Même si la formation est aujourd’hui basée en Californie, Islands a été aux premières loges de l’émergence de la scène indie montréalaise dans les années 2000, aux côtés d’Arcade Fire, The Dears, Wolf Parade, Plants and Animals, Malajube, Karkwa et compagnie. Pour Thorburn, l’aventure a commencé au sein du trio The Unicorns, qui a fait paraître en 2003 le génial Who Will Cut Our Hair When We’re Gone?, qui reste encore aujourd’hui un des principaux disques cultes de ces années-là.
Après la fin tumultueuse des Unicorns provoquée par des tensions entre les membres, Thorburn a formé Islands en 2005. Le premier album du groupe, Return to the Sea, est un petit bijou de pop de chambre, marqué par des contributions de Sarah Neufeld (Arcade Fire), Spencer Krug (Wolf Parade) et Rebecca Foon (Esmerine), entre autres. La troupe a connu de multiples changements de personnel au fil des ans, solidifiant la position de Thorburn en tant que seul maître à bord de l’embarcation.
Tout comme sur le très réussi Islomania (2021), la formation est ici complétée par les frères Evan et Geordie Gordon (respectivement basse et guitare) avec Adam Halferty à la batterie. What Occurs se situe d’ailleurs dans la même lignée, avec une indie pop ensoleillée et souvent dansante (excellente Tangerine, avec son côté rétro des années 60). Il y a aussi du Islands plus « classique », comme sur le premier extrait Drown a Fish, qui aurait presque pu apparaître sur l’album Arm’s Way (2008).
Globalement, What Occurs est un disque axé sur la simplicité. On sent d’ailleurs que le groupe a voulu favoriser une économie de moyens, à l’inverse de la production un peu clinquante du précédent And That’s Why Dolphins Lost Their Legs et son abus de machines à rythmes. L’instrumentation demeure en général assez épurée, axée sur les guitares et les claviers, et même l’écriture se veut explicitement simpliste. La pièce-titre ouvre d’ailleurs l’album avec un motif de trois notes au piano qui évoque un peu le type de mélodies qu’on tente d’apprendre aux enfants. L’effet est très réussi, et met délicatement la table pour le ton et l’atmosphère du reste du disque.

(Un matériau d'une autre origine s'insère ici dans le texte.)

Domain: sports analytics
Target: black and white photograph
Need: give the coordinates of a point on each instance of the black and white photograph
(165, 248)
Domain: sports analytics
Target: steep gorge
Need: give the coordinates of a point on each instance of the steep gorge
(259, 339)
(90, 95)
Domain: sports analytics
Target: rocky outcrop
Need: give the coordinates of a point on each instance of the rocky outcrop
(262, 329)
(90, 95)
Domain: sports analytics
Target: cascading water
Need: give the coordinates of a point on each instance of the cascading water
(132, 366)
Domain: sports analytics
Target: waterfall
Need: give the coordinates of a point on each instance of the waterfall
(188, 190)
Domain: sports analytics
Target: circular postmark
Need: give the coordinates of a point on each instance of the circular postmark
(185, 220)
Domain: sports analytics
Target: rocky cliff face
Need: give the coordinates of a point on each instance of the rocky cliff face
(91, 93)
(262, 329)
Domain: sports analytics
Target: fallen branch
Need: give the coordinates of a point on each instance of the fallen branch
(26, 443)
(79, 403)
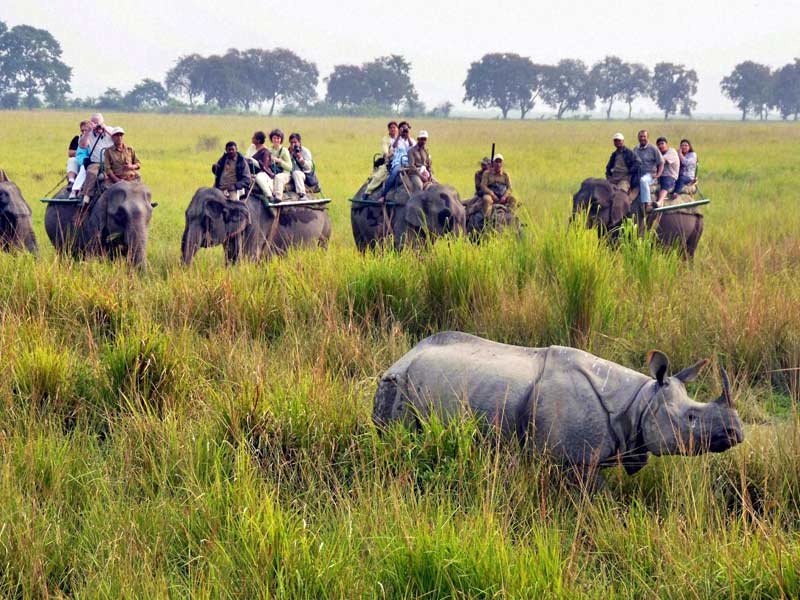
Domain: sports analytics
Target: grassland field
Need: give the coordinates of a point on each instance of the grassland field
(205, 432)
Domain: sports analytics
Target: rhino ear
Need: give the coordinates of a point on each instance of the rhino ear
(691, 373)
(726, 397)
(658, 364)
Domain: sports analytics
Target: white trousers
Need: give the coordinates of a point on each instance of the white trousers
(76, 187)
(280, 181)
(72, 165)
(265, 183)
(299, 179)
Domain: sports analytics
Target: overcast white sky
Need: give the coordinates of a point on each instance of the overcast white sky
(119, 42)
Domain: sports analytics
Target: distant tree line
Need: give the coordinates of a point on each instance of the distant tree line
(33, 75)
(513, 82)
(756, 89)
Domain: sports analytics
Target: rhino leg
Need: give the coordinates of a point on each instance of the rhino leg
(390, 405)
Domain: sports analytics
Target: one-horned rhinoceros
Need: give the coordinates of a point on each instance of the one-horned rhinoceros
(584, 411)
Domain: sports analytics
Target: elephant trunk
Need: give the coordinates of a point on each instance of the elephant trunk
(136, 240)
(30, 244)
(189, 245)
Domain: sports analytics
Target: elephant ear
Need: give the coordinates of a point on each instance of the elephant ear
(603, 194)
(97, 221)
(12, 202)
(415, 215)
(233, 214)
(620, 208)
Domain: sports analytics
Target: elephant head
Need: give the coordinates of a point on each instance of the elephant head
(119, 222)
(432, 213)
(211, 220)
(606, 206)
(16, 224)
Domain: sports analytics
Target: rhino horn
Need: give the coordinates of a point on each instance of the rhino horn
(691, 373)
(726, 398)
(658, 364)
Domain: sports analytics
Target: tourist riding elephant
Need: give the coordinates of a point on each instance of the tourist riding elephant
(608, 207)
(249, 227)
(16, 225)
(115, 224)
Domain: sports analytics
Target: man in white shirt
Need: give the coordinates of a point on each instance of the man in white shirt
(401, 145)
(669, 174)
(97, 139)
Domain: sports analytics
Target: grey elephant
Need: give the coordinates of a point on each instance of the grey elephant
(373, 224)
(500, 220)
(425, 215)
(249, 228)
(584, 411)
(16, 224)
(607, 207)
(114, 224)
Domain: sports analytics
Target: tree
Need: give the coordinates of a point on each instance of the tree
(442, 110)
(504, 80)
(226, 80)
(385, 82)
(184, 78)
(609, 78)
(281, 75)
(786, 89)
(749, 87)
(567, 86)
(346, 86)
(30, 64)
(146, 95)
(112, 99)
(636, 84)
(673, 89)
(389, 82)
(9, 101)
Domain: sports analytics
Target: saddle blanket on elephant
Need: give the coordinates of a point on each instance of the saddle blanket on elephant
(683, 199)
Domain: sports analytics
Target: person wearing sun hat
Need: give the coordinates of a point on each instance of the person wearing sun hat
(623, 167)
(420, 159)
(496, 188)
(121, 162)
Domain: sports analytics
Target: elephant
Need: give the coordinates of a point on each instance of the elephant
(16, 224)
(501, 219)
(607, 207)
(369, 229)
(114, 224)
(249, 227)
(426, 215)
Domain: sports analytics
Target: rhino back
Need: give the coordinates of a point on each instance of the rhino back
(452, 372)
(581, 406)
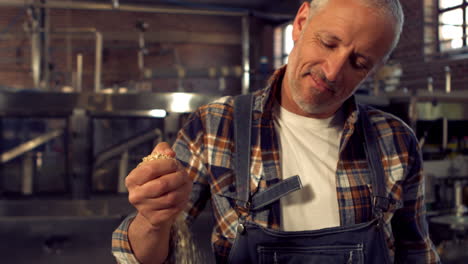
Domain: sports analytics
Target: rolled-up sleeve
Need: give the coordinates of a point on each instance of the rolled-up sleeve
(410, 229)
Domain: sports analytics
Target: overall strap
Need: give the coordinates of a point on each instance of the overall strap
(242, 134)
(242, 137)
(377, 174)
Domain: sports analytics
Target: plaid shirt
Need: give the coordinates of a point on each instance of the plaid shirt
(205, 146)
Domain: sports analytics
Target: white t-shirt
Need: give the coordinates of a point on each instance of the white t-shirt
(309, 148)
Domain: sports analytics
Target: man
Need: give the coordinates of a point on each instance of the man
(304, 123)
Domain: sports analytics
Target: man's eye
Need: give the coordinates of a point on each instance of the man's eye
(328, 44)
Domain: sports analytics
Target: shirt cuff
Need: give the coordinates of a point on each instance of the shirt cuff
(121, 248)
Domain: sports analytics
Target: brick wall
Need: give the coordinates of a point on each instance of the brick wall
(189, 40)
(410, 52)
(192, 41)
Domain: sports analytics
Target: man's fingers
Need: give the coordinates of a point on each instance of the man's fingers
(164, 148)
(175, 199)
(150, 170)
(163, 184)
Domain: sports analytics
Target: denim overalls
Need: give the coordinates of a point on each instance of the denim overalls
(359, 243)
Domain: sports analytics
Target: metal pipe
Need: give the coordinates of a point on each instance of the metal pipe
(87, 5)
(79, 72)
(29, 145)
(98, 51)
(129, 144)
(444, 133)
(246, 54)
(448, 80)
(98, 62)
(183, 72)
(27, 178)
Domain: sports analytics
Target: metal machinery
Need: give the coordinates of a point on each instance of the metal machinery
(440, 119)
(63, 162)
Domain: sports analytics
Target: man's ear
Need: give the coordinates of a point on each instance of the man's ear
(300, 20)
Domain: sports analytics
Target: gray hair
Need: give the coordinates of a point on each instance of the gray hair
(388, 7)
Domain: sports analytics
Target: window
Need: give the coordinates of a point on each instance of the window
(453, 17)
(283, 44)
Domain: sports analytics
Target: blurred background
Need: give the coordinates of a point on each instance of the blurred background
(87, 88)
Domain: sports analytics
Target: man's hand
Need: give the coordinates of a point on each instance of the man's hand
(159, 189)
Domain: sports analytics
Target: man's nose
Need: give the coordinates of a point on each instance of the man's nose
(334, 66)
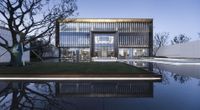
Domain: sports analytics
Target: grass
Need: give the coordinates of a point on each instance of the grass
(89, 67)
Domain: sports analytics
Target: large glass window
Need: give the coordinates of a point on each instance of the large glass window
(104, 45)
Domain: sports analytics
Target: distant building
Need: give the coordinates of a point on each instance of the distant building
(4, 55)
(87, 39)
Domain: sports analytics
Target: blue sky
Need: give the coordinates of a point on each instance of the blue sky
(173, 16)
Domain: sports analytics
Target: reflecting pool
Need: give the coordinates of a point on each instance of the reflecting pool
(178, 90)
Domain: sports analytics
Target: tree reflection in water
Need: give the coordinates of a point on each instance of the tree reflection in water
(30, 96)
(179, 78)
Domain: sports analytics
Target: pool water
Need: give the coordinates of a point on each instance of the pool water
(178, 90)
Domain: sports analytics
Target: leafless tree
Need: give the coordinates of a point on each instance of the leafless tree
(29, 20)
(180, 39)
(160, 39)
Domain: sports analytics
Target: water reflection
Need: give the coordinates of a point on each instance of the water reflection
(106, 88)
(177, 83)
(20, 95)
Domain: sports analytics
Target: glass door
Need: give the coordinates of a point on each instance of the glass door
(104, 45)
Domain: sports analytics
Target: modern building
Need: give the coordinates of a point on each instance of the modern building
(90, 39)
(4, 54)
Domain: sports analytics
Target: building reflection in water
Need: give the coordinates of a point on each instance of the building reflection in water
(105, 88)
(52, 95)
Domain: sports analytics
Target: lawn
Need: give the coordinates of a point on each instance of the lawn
(88, 67)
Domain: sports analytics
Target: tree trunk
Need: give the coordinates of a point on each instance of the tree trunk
(16, 55)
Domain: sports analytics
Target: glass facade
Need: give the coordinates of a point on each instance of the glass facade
(106, 37)
(103, 45)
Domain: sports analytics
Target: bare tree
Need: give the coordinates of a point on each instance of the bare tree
(180, 39)
(35, 18)
(160, 39)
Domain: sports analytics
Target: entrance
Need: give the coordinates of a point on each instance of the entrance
(103, 45)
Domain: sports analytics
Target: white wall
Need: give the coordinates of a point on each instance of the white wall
(185, 50)
(6, 57)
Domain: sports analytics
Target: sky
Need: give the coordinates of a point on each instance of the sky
(172, 16)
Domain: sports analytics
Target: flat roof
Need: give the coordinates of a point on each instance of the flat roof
(91, 20)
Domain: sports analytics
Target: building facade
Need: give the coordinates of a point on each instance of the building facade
(87, 39)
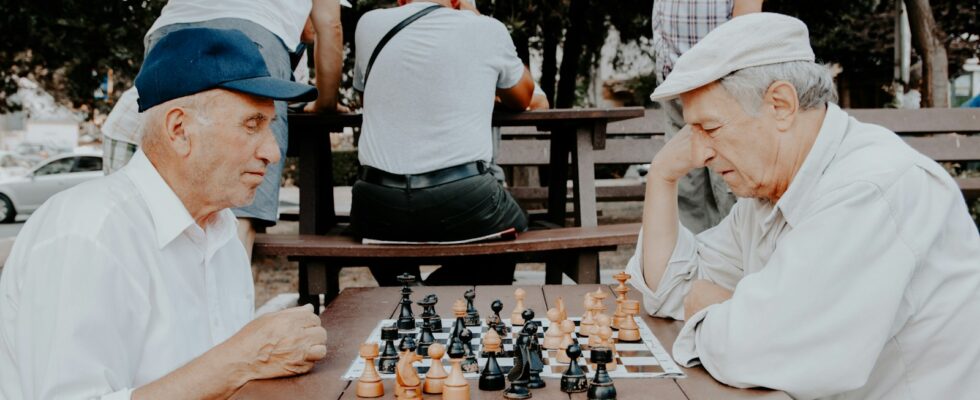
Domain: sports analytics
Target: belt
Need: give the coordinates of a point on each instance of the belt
(421, 181)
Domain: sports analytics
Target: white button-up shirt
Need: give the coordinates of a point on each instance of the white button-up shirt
(112, 285)
(861, 282)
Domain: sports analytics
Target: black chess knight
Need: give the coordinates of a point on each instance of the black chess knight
(389, 356)
(574, 379)
(472, 315)
(406, 319)
(601, 387)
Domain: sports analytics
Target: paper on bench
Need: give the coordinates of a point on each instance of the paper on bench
(507, 234)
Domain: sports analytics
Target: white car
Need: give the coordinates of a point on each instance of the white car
(25, 193)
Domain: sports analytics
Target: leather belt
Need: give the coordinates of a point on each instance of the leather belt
(421, 181)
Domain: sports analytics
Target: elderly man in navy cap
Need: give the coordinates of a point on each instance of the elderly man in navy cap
(135, 285)
(849, 267)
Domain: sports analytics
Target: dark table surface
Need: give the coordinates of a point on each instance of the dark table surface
(350, 318)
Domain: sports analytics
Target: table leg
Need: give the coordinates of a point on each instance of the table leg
(558, 179)
(316, 209)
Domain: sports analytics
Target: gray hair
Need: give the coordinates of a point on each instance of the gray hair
(813, 82)
(153, 118)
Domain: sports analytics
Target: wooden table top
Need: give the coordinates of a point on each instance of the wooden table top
(352, 315)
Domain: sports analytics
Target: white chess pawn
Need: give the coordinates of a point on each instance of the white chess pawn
(553, 335)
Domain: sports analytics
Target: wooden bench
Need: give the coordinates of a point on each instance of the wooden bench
(945, 135)
(326, 255)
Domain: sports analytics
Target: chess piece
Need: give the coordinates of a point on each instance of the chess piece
(563, 313)
(407, 343)
(389, 356)
(519, 374)
(459, 310)
(621, 291)
(534, 351)
(573, 380)
(604, 333)
(406, 319)
(494, 322)
(601, 386)
(436, 374)
(472, 315)
(552, 336)
(629, 331)
(492, 377)
(407, 377)
(369, 384)
(585, 325)
(515, 316)
(435, 319)
(567, 330)
(425, 336)
(469, 363)
(601, 321)
(455, 386)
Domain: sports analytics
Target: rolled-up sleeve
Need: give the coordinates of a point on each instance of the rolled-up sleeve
(828, 295)
(712, 255)
(82, 339)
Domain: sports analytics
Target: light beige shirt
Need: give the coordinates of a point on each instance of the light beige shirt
(112, 285)
(861, 282)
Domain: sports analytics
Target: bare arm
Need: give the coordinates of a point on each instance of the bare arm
(518, 97)
(285, 343)
(742, 7)
(328, 53)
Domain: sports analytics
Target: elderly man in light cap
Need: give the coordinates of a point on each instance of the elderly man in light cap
(849, 268)
(136, 285)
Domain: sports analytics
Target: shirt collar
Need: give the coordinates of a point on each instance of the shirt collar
(824, 149)
(170, 216)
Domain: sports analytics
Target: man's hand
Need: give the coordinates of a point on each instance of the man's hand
(675, 159)
(278, 344)
(703, 294)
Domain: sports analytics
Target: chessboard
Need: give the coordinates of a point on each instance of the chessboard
(644, 359)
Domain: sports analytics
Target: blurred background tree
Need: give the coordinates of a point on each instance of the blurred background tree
(72, 47)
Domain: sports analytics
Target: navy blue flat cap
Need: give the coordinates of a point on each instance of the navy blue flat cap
(193, 60)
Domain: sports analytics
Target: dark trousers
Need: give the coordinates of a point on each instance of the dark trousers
(467, 208)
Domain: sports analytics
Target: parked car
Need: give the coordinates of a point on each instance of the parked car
(24, 194)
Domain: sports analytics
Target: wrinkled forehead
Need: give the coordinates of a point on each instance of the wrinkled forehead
(709, 103)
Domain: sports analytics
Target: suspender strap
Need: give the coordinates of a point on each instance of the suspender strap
(377, 49)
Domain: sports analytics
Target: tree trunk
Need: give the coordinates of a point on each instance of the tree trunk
(571, 53)
(928, 41)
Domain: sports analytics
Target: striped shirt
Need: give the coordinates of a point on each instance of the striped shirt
(679, 24)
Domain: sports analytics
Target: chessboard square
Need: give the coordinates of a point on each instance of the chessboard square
(634, 353)
(644, 369)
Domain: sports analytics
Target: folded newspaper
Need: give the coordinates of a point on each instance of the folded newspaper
(507, 234)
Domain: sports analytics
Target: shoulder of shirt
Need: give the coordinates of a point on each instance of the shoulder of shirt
(92, 207)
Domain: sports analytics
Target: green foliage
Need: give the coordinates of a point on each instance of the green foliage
(70, 46)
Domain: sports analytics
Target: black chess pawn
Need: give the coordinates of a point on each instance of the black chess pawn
(425, 336)
(389, 356)
(494, 322)
(472, 315)
(520, 373)
(434, 319)
(601, 387)
(534, 352)
(469, 363)
(406, 319)
(407, 343)
(574, 379)
(492, 377)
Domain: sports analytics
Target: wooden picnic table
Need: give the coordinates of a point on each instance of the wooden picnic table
(574, 135)
(350, 318)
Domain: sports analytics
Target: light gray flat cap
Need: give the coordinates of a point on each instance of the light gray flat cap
(746, 41)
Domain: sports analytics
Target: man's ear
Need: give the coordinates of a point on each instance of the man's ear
(176, 123)
(781, 100)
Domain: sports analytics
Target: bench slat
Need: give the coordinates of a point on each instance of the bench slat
(532, 241)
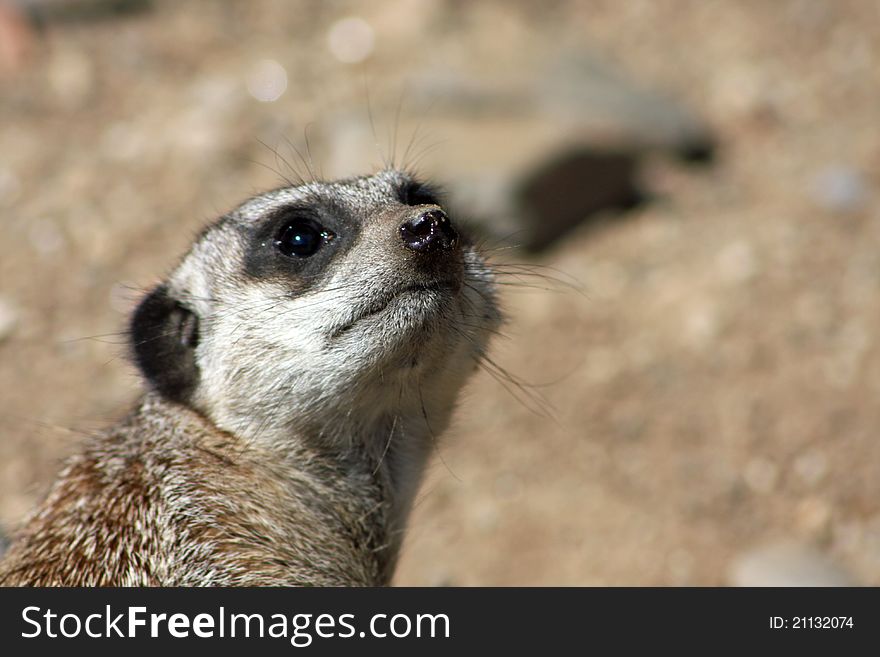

Le rock d’Islands a toujours été référentiel. Dans le passé, le groupe ne s’est pas gêné pour évoquer ses influences, jusqu’à reprendre tout un passage d’une pièce des Who sur In the Rushes (sur l’album Arm’s Way), sans oublier cette histoire embarrassante de plagiat « accidentel » d’une chanson de Julie Byrne sur Islomania en 2021. Il y a un peu de ça sur What Occurs, avec entre autres la ballade folk On the Internet qui repique le style de Johnny Cash ou la délicate Sally Doesn’t Work Here Anymore qui renvoie à la dream pop de Beach House, mais rien de trop flagrant.
Sans être un grand disque (il y a des longueurs en deuxième moitié et quelques titres qui manquent de punch), What Occurs s’inscrit parmi les albums les plus cohésifs de la formation canadienne. Même les chansons banales en apparence font sourire, en partie grâce à l’humour et l’autodérision de Thorburn, notamment sur David Geffen’s Jackson Pollock, une histoire surréaliste sur le vol d’œuvres d’art.
Islands a eu du mal par le passé à se mesurer à son propre héritage, comme sur le très beige Ski Mask (2013) ou l’ennuyant diptyque Should I Remain Here, at Sea?/Taste (2016). En optant pour une approche plus directe, le groupe démontre avec ce nouvel album qu’il est encore capable d’offrir une pop inspirée, axée sur les mélodies et qui s’écoutera très bien sur votre patio par une chaude journée d’été.